Ein weiterer Faktor, der sich auf die Stärke des Erdbebens auswirkt, ist die Bewegung oder das Gleiten der Verwerfung, so Houston. In der Regel verrutschen kleinere Bereiche der Verwerfung weniger als größere. Während also ein Beben der Stärke 5 einige Zentimeter nachrutschen kann — eine Strecke, die den Boden nicht zum Brechen bringt — kann ein Beben der Stärke 9 66 Fuß (etwa 20 Meter) oder mehr nachrutschen. Das Chile-Beben von 1960 hat die Fläche des Landes tatsächlich vergrößert, weil sich der Boden ausdehnte, erklärte Sergio Barrientos, ein Seismologe an der Universität von Chile, der das Beben miterlebt hat, 2016 gegenüber NPR (öffnet in neuem Tab) .

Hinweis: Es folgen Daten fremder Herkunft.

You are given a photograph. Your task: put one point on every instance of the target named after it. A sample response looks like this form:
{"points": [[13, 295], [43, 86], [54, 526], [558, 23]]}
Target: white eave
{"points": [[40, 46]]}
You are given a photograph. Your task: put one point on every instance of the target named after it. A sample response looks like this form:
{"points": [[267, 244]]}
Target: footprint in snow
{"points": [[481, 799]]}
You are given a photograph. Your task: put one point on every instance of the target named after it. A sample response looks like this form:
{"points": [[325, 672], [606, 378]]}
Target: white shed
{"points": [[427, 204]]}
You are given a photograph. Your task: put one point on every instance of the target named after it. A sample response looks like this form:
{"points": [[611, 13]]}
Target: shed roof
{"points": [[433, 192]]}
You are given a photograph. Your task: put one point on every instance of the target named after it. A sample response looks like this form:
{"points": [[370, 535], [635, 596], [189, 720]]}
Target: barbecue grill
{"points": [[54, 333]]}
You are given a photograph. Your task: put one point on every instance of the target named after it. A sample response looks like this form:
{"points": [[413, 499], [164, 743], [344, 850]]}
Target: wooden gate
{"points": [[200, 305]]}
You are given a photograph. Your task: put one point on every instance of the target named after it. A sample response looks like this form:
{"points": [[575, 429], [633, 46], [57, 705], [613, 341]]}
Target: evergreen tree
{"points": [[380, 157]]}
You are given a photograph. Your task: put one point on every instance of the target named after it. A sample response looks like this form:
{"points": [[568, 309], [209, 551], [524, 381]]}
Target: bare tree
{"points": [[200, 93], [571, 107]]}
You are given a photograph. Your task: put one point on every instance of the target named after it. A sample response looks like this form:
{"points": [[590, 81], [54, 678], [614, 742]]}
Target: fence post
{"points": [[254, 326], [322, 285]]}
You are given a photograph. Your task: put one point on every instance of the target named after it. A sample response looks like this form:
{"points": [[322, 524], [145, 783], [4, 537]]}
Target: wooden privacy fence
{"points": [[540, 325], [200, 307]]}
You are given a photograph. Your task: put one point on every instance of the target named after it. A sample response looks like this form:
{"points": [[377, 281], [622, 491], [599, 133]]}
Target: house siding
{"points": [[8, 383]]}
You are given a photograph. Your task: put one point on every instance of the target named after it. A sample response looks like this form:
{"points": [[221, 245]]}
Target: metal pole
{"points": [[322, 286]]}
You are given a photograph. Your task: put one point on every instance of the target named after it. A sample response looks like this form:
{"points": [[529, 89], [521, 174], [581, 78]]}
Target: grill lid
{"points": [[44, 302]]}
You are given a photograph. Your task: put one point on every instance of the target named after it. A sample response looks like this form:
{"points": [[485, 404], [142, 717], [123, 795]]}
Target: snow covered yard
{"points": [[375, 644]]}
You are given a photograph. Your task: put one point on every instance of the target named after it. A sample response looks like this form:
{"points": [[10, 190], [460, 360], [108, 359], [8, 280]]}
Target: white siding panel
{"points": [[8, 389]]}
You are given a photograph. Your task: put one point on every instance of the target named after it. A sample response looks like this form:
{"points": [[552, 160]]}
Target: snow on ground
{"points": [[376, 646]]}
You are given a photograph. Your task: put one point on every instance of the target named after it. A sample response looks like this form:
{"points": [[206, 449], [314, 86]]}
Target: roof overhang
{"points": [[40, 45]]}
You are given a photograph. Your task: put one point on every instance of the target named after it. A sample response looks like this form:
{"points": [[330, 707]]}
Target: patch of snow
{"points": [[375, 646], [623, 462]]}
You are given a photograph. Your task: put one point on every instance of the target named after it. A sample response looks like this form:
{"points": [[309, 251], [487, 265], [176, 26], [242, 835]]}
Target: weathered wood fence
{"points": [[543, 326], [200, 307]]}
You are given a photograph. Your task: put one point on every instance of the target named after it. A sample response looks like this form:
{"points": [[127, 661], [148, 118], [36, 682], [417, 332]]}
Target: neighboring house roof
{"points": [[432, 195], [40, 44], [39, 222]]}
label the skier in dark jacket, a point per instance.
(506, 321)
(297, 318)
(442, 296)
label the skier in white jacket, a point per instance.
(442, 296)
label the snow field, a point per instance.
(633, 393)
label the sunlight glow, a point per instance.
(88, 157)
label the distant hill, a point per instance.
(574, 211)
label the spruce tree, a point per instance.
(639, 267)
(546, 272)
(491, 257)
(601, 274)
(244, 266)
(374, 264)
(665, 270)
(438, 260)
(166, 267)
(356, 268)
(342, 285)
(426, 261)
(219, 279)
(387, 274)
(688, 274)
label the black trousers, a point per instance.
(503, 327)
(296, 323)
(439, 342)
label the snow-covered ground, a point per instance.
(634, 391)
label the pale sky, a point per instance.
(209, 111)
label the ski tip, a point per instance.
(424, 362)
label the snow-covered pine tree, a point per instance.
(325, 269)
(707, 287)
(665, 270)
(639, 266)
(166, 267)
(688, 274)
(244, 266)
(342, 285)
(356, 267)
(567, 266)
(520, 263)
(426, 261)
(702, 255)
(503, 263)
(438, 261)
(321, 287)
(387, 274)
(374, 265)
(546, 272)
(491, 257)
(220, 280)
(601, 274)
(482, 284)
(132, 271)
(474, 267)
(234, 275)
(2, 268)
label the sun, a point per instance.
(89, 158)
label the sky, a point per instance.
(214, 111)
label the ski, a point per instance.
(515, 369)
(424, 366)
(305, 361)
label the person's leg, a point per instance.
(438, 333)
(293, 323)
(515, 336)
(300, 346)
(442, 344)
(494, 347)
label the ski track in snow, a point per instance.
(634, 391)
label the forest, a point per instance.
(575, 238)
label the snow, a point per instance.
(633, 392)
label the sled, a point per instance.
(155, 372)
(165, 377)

Verständnis der Größenordnung
Die Skala der Erdbebenstärke kann versehentlich den Unterschied zwischen sehr großen Erdbeben verschleiern. Die Skala ist nicht linear, sondern logarithmisch: Für jede Einheit, um die sie steigt, erhöht sich die Bodenbewegung um das 10-fache und die freigesetzte Energie um das 32-fache. Bohon verwendet gerne die Metapher vom Zerreißen eines Spaghetti-Bündels. Wenn das Zerreißen eines Spaghetti-Strangs einem Erdbeben der Stärke 5 entspricht, müsste man 32 Stränge zerreißen, um die Energie eines Bebens der Stärke 6 freizusetzen. Auf dieser Spaghetti-Skala entspricht ein Beben der Stärke 7 dem Reißen von 1.024 Strängen, ein Beben der Stärke 8 entspricht 32.768 Strängen und ein Beben der Stärke 9 entspricht 1.048.576 Strängen.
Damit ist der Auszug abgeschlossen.